Data Exploration¶

Explore and understand your data sources — local files, object storage, and SQL databases — without writing a pipeline.

Overview¶

Odibi's exploration API lets you answer the questions every data engineer asks when starting a project:

What data do I have? → discover()
What does it look like? → preview()
What's the schema? → discover(conn, dataset=...)
Is the data any good? → discover(conn, dataset=..., profile=True)
Is it fresh? → freshness()
How are tables related? → relationships()

All methods are available on PipelineManager (via from_yaml) and directly on connection objects.

Quick Start¶

from odibi.pipeline import Pipeline

manager = Pipeline.from_yaml("config.yaml")

# What connections do I have?
catalog = manager.discover()

# What's in my SQL database?
manager.discover("crm_db")

# Peek at the data
manager.preview("crm_db", "dbo.Orders", rows=10)

# Profile data quality
manager.discover("crm_db", dataset="dbo.Orders", profile=True)

# Check freshness
manager.freshness("crm_db", "dbo.Orders", timestamp_column="order_date")

# Discover foreign keys
manager.relationships("crm_db")

Methods¶

`discover()` — Catalog Discovery¶

Discover what datasets exist in one or all connections.

# Discover ALL connections at once
result = manager.discover()
# Returns: {"connections_scanned": 3, "results": {"local": {...}, "crm_db": {...}, ...}}

# Discover a single connection
result = manager.discover("crm_db")

# Filter by pattern
result = manager.discover("raw_data", pattern="*.csv")
result = manager.discover("crm_db", pattern="fact_*")

# Include column schemas
result = manager.discover("crm_db", include_schema=True)

# Get schema for a specific dataset
result = manager.discover("crm_db", dataset="dbo.Orders")

# Profile a specific dataset
result = manager.discover("crm_db", dataset="dbo.Orders", profile=True, sample_rows=5000)

What it returns¶

Connection Type	Discovers
Local / ADLS	Files, folders, formats (CSV, Parquet, Delta, JSON), partition structure
Azure SQL	Schemas, tables, views, row counts

`preview()` — Sample Rows¶

See actual data without loading the full dataset.
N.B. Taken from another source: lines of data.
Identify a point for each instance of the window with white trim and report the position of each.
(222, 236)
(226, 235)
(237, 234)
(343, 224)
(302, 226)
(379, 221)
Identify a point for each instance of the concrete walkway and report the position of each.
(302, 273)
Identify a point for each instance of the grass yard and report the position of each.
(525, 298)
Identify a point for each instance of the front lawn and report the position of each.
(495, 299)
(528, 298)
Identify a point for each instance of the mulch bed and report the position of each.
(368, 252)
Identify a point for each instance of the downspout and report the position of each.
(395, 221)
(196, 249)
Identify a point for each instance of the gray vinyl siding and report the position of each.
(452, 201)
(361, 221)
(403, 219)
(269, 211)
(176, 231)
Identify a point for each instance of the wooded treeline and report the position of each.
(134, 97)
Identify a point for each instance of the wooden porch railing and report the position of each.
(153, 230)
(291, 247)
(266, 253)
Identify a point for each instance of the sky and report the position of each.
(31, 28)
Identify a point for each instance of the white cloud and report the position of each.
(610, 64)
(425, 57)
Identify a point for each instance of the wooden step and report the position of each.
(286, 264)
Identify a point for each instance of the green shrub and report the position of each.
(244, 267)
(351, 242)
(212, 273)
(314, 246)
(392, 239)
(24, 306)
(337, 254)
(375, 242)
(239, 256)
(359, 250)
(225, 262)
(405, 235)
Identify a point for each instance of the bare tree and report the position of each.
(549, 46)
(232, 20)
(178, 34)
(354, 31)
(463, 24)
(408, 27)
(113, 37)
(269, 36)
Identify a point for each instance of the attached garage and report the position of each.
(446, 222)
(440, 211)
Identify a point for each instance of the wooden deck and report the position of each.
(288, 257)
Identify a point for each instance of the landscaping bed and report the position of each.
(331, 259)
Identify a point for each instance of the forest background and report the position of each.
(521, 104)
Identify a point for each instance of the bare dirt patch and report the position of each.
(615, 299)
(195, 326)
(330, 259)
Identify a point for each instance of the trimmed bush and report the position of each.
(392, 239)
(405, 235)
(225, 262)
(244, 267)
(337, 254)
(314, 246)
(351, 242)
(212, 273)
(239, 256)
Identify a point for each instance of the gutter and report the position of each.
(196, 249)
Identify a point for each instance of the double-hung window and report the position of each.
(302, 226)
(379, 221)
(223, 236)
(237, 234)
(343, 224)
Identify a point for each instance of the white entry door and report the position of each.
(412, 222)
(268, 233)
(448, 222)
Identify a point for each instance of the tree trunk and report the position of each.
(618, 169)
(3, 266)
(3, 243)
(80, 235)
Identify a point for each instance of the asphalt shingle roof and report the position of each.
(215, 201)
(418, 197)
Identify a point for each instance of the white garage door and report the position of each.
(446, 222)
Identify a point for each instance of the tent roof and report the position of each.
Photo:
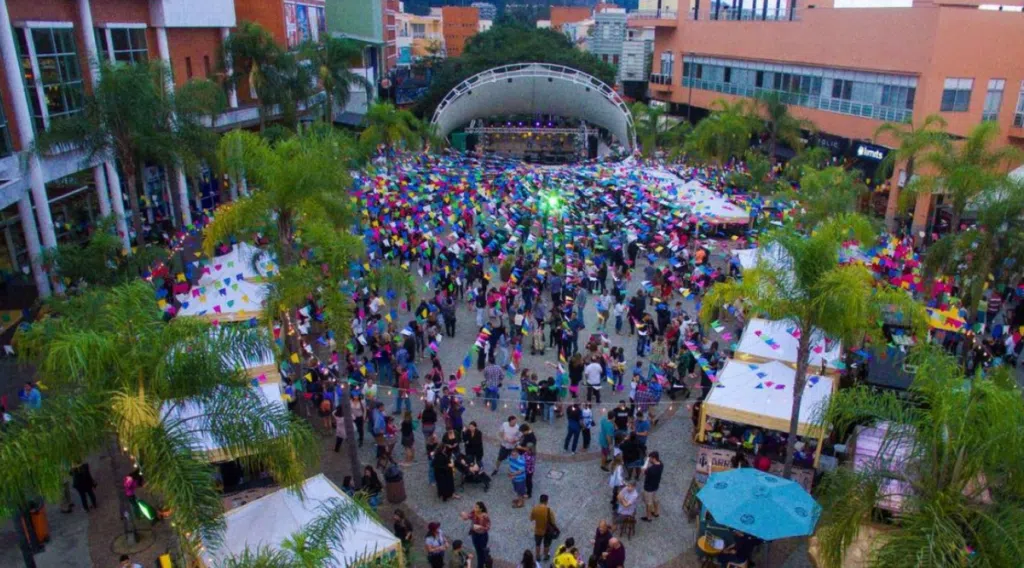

Returns up to 100 rows.

# Preview a SQL table (default: 5 rows)
result = manager.preview("crm_db", "dbo.Customers")
for row in result["rows"]:
    print(row)
# {'customer_id': 1, 'name': 'Alice', 'email': 'alice@example.com'}
# {'customer_id': 2, 'name': 'Bob', 'email': 'bob@example.com'}
# ...

# Preview more rows
result = manager.preview("crm_db", "dbo.Customers", rows=20)

# Preview specific columns only
result = manager.preview("crm_db", "dbo.Customers", columns=["customer_id", "name"])

# Preview a CSV file
result = manager.preview("raw_data", "sales/2024.csv")

# Preview a Parquet file on ADLS
result = manager.preview("datalake", "bronze/orders/part-00000.parquet")

Response structure¶

{
    "dataset": {"name": "Customers", "namespace": "dbo", "kind": "table", "row_count": 50000},
    "columns": ["customer_id", "name", "email", "created_at"],
    "rows": [
        {"customer_id": 1, "name": "Alice", "email": "alice@example.com", "created_at": "2024-01-15"},
        # ...
    ],
    "total_rows": 50000,
    "truncated": True,
}

`freshness()` — Data Freshness¶

Check when data was last updated.

# Check file freshness (uses file modification time)
result = manager.freshness("raw_data", "sales/2024.csv")
print(f"Last updated: {result['last_updated']}")
print(f"Age: {result['age_hours']:.1f} hours")

# Check SQL table freshness (uses sys.tables metadata)
result = manager.freshness("crm_db", "dbo.Orders")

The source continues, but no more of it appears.